VDMA legt Studie vor

Die Impuls-Stiftung des VDMA legt die Studie „Strategien des chinesischen Wettbewerbs und Implikationen für den deutschen Maschinenbau” vor. China hat im 12. Fünfjahresplan als Ziel formuliert, “High-end Produktionsausrüstungen” zu entwickeln.

14. März 2014

„Diese Entwicklungen müssen wir sehr ernst nehmen und auch sehen, welche Konsequenzen sich daraus für den deutschen Maschinenbau ergeben“, erklärte VDMA-Präsident Dr.
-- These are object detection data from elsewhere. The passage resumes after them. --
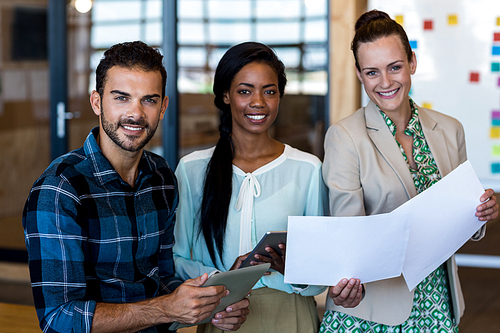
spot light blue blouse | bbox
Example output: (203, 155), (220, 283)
(174, 145), (328, 296)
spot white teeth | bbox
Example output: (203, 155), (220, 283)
(123, 125), (142, 131)
(247, 114), (266, 120)
(379, 89), (398, 96)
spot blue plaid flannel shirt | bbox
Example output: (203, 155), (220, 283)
(23, 127), (182, 333)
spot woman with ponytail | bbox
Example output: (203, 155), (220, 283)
(320, 10), (498, 333)
(174, 42), (327, 333)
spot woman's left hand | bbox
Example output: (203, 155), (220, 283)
(250, 244), (286, 275)
(476, 188), (498, 221)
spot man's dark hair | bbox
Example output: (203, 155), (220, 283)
(95, 41), (167, 99)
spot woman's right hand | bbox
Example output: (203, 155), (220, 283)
(328, 278), (363, 308)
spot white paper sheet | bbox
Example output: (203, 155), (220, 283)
(285, 161), (485, 290)
(285, 213), (411, 285)
(393, 161), (485, 290)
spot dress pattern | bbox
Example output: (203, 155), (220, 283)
(319, 99), (458, 333)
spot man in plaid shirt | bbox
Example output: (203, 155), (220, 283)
(23, 42), (248, 332)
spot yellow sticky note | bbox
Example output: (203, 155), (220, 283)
(422, 102), (432, 109)
(448, 14), (458, 25)
(491, 145), (500, 156)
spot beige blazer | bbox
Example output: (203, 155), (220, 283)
(323, 101), (484, 325)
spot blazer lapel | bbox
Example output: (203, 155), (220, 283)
(418, 107), (453, 177)
(365, 101), (417, 199)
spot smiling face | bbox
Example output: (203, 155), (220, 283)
(90, 66), (168, 154)
(223, 62), (280, 136)
(356, 35), (417, 115)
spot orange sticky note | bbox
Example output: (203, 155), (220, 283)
(448, 14), (458, 25)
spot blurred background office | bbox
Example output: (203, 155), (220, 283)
(0, 0), (500, 332)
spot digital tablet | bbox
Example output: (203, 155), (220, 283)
(169, 264), (271, 331)
(240, 231), (286, 268)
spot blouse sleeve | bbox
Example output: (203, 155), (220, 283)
(174, 160), (217, 280)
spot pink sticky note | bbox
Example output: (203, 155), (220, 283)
(424, 20), (432, 30)
(470, 72), (479, 82)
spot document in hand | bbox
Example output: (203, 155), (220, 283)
(285, 161), (485, 290)
(394, 161), (486, 290)
(285, 214), (411, 286)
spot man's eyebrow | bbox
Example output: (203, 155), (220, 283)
(110, 90), (130, 97)
(238, 82), (276, 88)
(142, 94), (161, 99)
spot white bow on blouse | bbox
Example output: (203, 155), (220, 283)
(235, 173), (260, 256)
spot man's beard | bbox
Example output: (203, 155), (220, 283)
(101, 102), (159, 152)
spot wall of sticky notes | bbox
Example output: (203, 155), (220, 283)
(363, 0), (500, 188)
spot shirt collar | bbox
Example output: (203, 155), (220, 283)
(377, 98), (423, 136)
(83, 126), (156, 185)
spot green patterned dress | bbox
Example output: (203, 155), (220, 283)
(319, 99), (458, 333)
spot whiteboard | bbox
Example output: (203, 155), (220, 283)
(362, 0), (500, 192)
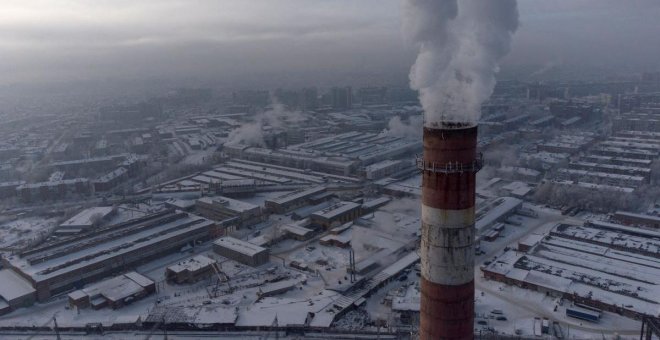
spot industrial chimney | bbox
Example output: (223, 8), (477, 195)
(417, 123), (482, 340)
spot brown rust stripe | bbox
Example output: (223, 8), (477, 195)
(420, 278), (474, 340)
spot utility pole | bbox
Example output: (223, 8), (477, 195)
(53, 316), (62, 340)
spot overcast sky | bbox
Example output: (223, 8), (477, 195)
(0, 0), (660, 85)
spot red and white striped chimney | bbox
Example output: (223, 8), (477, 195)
(417, 123), (481, 340)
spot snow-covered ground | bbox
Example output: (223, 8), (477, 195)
(0, 217), (57, 250)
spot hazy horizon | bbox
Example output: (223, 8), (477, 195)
(0, 0), (660, 91)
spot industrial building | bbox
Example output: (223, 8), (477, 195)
(612, 211), (660, 229)
(2, 211), (218, 301)
(481, 221), (660, 318)
(310, 201), (362, 230)
(0, 269), (37, 315)
(264, 187), (326, 214)
(165, 255), (216, 284)
(57, 207), (116, 233)
(195, 196), (263, 227)
(213, 236), (270, 267)
(68, 272), (156, 309)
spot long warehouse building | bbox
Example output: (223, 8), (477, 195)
(2, 210), (218, 301)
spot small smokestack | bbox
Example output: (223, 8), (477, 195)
(417, 124), (482, 340)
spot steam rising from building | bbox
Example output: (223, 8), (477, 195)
(403, 0), (518, 126)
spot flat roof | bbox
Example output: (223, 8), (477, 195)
(197, 196), (259, 212)
(0, 269), (35, 301)
(213, 236), (268, 256)
(60, 207), (113, 228)
(266, 187), (325, 204)
(167, 255), (215, 273)
(312, 201), (361, 219)
(7, 214), (214, 281)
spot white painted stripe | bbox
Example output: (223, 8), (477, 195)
(421, 240), (474, 285)
(422, 204), (474, 228)
(421, 205), (475, 285)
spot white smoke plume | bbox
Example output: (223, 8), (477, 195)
(227, 99), (305, 146)
(403, 0), (518, 126)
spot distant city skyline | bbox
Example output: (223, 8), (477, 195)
(0, 0), (660, 85)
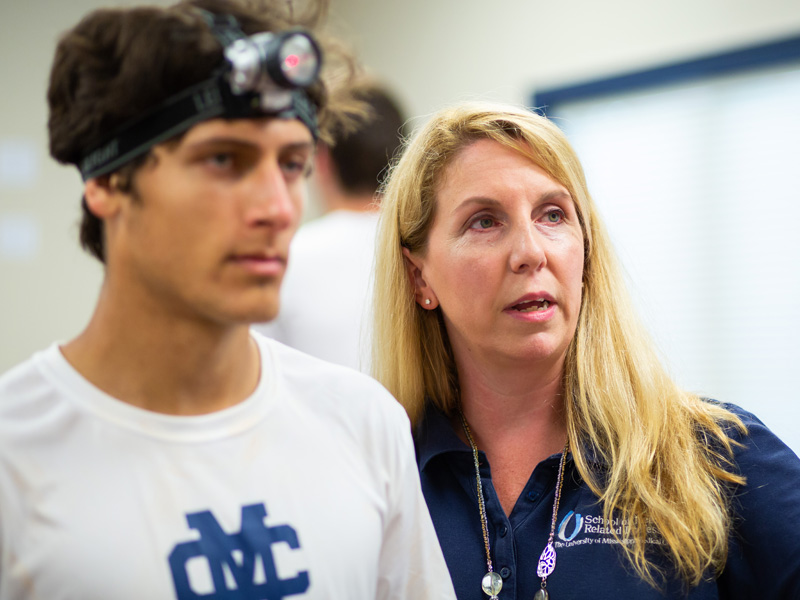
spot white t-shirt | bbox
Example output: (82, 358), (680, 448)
(255, 210), (378, 373)
(0, 336), (454, 600)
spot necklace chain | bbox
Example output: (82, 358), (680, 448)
(458, 408), (569, 600)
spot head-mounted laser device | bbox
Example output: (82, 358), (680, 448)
(78, 11), (322, 181)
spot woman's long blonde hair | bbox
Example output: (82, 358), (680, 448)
(373, 103), (744, 585)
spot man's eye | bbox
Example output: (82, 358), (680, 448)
(207, 152), (233, 169)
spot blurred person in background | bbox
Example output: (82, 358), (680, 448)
(373, 104), (800, 600)
(0, 0), (453, 600)
(256, 82), (405, 372)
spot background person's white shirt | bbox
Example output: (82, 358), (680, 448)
(254, 210), (378, 373)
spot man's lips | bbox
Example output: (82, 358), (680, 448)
(230, 252), (286, 277)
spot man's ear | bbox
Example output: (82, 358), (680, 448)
(83, 174), (123, 219)
(403, 247), (439, 310)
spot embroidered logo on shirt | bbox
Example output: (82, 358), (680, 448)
(169, 504), (309, 600)
(554, 511), (664, 549)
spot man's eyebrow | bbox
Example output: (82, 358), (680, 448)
(281, 141), (314, 152)
(189, 136), (314, 152)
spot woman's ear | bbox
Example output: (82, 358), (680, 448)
(83, 174), (122, 220)
(403, 247), (439, 310)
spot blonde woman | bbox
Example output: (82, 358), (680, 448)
(374, 104), (800, 600)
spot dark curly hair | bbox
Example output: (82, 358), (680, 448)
(47, 0), (358, 262)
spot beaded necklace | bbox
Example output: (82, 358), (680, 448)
(458, 408), (569, 600)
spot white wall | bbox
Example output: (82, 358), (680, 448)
(0, 0), (800, 371)
(0, 0), (172, 372)
(331, 0), (800, 122)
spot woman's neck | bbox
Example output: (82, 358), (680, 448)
(453, 356), (567, 514)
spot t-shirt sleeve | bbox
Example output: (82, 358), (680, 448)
(376, 408), (455, 600)
(718, 406), (800, 600)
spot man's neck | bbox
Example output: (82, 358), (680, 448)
(61, 284), (260, 415)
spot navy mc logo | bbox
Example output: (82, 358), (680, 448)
(169, 504), (309, 600)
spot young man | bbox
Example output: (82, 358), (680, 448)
(258, 83), (405, 373)
(0, 0), (453, 600)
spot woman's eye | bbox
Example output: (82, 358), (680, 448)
(283, 160), (306, 175)
(544, 210), (564, 223)
(470, 217), (495, 229)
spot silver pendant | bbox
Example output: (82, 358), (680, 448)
(481, 571), (503, 600)
(536, 543), (556, 579)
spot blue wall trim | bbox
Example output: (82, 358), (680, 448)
(531, 36), (800, 114)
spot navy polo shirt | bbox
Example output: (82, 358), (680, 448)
(415, 404), (800, 600)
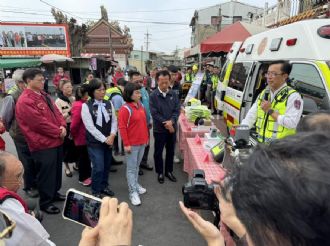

Reinhold Festge anlässlich der Vorstellung der Studie der Impuls-Stiftung des VDMA „Strategien des chinesischen Wettbewerbs und Implikationen für den deutschen Maschinenbau”.

Die Impuls-Stiftung des VDMA hatte EAC-Euro Asia Consulting beauftragt, die Strategien des chinesischen Wettbewerbs in acht Sparten des Maschinenbaus (Werkzeugmaschinen, Textilmaschinen, Thermoprozesstechnik, Kompressoren, Druckluft- und Vakuumtechnik, Pumpen, Holzbearbeitungsmaschinen, Gießereimaschinen sowie Hütten- und Walzwerkeinrichtungen) entlang der Wertschöpfungskette genauer zu analysieren.

Laut Impuls-Studie planen mehr als die Hälfte der Chinesischen Wettbewerber einen gezielten Ausbau der Exportaktivitäten in den nächsten fünf Jahren. In der „ersten Welle“ stehen südostasiatische Exportmärkte und Indien im Fokus. Ab 2015 sollen in einer „zweiten Welle“ auch Europa und Amerika mit Maschinentechnologien aus dem mittleren Marktsegment penetriert werden.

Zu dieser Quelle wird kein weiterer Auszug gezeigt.